Nein. Wir sind aber darauf vorbereitet. Es gibt ein isoliertes Gebärzimmer. Hebammen und Ärzte arbeiten dann unter absoluten Schutzmassnahmen, wie man es von den Intensivstationen kennt. Die Mütter müssen dann einfach in diesem Zimmer bleiben und dürfen beispielsweise nicht spazieren gehen. Wöchnerinnen mit Covid-19 liegen bei uns in einer speziellen Abteilung. Dort herrscht ein absolutes Besuchsverbot.
Also dürfen auch die Väter ihr Baby und die Mutter dann nicht sehen?
Nein, bei Frauen mit Verdacht auf Covid-19 oder in bestätigten Fällen müssen sich die Männer nach der Geburt gedulden. Bei allen anderen Wöchnerinnen ist der Besuch des Vaters unter speziellen Schutzmassnahmen erlaubt. Grosseltern oder Geschwister dürfen wir allerdings nicht empfangen.

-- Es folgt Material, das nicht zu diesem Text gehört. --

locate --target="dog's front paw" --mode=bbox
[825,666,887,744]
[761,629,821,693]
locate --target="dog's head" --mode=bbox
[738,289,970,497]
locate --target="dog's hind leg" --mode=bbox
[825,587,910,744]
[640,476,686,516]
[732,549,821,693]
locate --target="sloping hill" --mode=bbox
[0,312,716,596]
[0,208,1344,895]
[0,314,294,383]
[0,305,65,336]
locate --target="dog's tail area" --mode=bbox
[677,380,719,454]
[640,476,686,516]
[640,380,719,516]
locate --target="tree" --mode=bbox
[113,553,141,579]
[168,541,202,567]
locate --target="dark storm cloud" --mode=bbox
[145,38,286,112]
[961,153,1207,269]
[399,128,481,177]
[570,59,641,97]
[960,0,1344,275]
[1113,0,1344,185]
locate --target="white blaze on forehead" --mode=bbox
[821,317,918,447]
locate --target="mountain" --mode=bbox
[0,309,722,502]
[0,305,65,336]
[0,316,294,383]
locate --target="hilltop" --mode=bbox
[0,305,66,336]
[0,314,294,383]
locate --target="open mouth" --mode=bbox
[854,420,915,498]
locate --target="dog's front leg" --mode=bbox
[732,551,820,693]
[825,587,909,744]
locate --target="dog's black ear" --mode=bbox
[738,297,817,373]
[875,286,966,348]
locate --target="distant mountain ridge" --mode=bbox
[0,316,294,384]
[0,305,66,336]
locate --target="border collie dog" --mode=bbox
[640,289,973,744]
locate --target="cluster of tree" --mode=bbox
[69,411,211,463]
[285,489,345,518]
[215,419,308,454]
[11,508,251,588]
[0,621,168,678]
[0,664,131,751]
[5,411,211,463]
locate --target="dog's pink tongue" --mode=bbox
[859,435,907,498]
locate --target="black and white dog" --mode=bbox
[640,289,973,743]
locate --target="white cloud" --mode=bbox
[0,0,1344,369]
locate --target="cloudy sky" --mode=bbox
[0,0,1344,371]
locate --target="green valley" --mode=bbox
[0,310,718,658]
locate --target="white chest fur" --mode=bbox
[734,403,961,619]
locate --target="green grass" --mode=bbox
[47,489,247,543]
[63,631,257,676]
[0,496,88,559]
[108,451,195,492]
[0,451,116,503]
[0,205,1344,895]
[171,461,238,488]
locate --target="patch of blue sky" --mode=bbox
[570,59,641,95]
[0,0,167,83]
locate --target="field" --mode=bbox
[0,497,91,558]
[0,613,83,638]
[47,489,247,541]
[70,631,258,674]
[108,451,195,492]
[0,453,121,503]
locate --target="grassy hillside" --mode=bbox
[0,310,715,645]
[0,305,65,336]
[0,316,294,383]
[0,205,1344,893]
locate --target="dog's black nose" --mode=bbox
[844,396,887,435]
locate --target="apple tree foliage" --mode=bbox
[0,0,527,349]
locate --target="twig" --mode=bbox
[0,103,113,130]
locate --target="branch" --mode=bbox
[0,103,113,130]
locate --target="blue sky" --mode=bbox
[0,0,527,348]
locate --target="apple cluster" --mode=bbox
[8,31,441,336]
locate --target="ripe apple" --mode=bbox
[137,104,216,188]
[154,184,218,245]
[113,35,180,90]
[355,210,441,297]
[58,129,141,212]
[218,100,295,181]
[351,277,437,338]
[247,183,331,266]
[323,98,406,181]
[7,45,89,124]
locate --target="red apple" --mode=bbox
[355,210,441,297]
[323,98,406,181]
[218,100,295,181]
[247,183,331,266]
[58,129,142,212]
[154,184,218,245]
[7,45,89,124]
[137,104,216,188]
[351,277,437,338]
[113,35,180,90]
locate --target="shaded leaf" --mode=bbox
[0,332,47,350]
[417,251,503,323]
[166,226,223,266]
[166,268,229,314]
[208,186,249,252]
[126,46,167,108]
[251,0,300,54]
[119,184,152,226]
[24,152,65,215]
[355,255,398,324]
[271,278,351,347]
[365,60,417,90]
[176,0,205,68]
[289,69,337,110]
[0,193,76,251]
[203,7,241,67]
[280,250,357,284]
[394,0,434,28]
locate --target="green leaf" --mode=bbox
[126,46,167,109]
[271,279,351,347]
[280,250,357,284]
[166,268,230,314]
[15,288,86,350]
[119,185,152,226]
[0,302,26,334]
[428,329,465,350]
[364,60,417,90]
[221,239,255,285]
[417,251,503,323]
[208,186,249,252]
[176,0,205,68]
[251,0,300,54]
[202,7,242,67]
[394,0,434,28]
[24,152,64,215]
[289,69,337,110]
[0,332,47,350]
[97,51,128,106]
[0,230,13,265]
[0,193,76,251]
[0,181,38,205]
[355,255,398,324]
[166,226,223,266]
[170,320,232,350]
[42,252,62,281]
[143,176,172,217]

Wie reagieren die Betroffenen darauf?
Wir spüren eine unheimlich grosse Akzeptanz für diese Massnahmen. Sie sind froh, dass der Vater bei der Geburt dabei sein darf, unter gewissen Umständen auch am Wochenbett. Die Betroffenen sind traurig, dass keine weiteren Familienangehörigen und Freunde zu Besuch kommen dürfen. Aber sie akzeptieren die Regeln.
Wie gefährlich ist das Virus eigentlich für Babys und für die Mütter, die durch die Schwangerschaft und vor allem die Geburt ja auch körperlich belastet sind?
Wir machen eine interessante Beobachtung: Im Gegensatz zur Grippe haben werdende Mütter kein erhöhtes Risiko für einen schweren Verlauf bei einer Infektion mit dem Coronavirus. Schwangere Frauen, die positiv auf das Virus getestet wurden, scheinen ihre Babys während der Schwangerschaft nicht anzustecken. Nach der Geburt darf eine an Covid-19 erkrankte Mutter ihr Kind auch stillen – unter besonderen Schutzvorkehrungen.
Wir wissen nicht genau, was in dieser Krise noch alles auf uns zukommt. Gibt es werdende Eltern, die nach Möglichkeit jetzt einen Kaiserschnitt vorziehen anstatt die Geburt abzuwarten?
Das kam bei uns bis jetzt noch nie zur Sprache. Ich würde das auch nicht empfehlen. Sind solche Ängste da, werden die Ärzte und Hebammen auf jeden Fall das Gespräch mit den Eltern suchen. Auch eine Schwangere mit Covid-19 kann spontan gebären, die Entscheidung für einen Kaiserschnitt erfolgt aufgrund der medizinischen Situation, so wie bisher. Wir haben genügend Personal, um unsere Schwangeren vollumfänglich zu versorgen.